Cardtronics Raises $75M, Nixes IPO

Cardtronics Group Inc. knows how to dispense cash, and it knows how to raise money, too. The Houston-based company, which provides ATM machines and other credit and debit card services, last week raised $75 million from TA Associates.

The funding deal came less than a week after Cardtronics withdrew registration papers for a proposed $115 million IPO. The company would seem to have all the makings of a good candidate to launch a public offering.

As part of its acquisition strategy, the company has acquired eight ATM networks in recent years. As of a year ago, the company owned more than 12,000 of the cash machines, up from about 3,300 three years prior. Then, in June of 2004, Cardtronics announced it would acquire the ATM business of E-Trade Access Inc. in a $106 million deal that more than doubled the number of cash machines in the Cardtronics network to about 25,000.

Cardtronics says its sales grew from $45 million in 2001 to $195 million last year. The company’s path to an IPO was delayed by its E-Trade acquisition. It may also be that the cash from TA Associates – which had approached Cardtronics three years ago with an offer to invest – was too good to pass up.

For a company like Cardtronics to decide to go back to the private equity market rather than go public should not come as a surprise, says John Fitzgibbon, an analyst with online IPO reporting firm IPO Desktop. Going back to private equity reduces risk and allows for a stronger IPO in the future, he says.

“With VCs, you know what you got,” Fitzgibbon says. “Raising capital is the higher priority.
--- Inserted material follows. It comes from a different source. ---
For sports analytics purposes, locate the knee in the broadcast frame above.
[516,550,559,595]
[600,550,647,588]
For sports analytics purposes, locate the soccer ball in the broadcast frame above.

With the $75 million you’ll have a stronger company to go public at a later time.”

Cardtronics had raised more than $15 million from CapStreet Group in 2001, according to The MoneyTree Survey from PricewaterhouseCoopers, Thomson Venture Economics (publisher of PE Week) and the National Venture Capital Association. CapStreet still owns a stake in the company. CapStreet and TA Associates together own about 70% of Cardtronics.

“The funding deal has all of the benefits of an IPO without any of the downsides involved with going public,” says Michael Wilson, a managing director with TA Associates, who is joining Cardtronics’ board of directors along with fellow TA Managing Director Roger Kafker.

Wilson credits the more stringent requirements of the Sarbanes-Oxley legislation with making private equity more appealing to companies considering going public.

“I’ve had another opportunity recently where the IPO was an option, but the CEO didn’t want to be a public company CEO,” Wilson says. “It definitely tilted the company towards private equity.”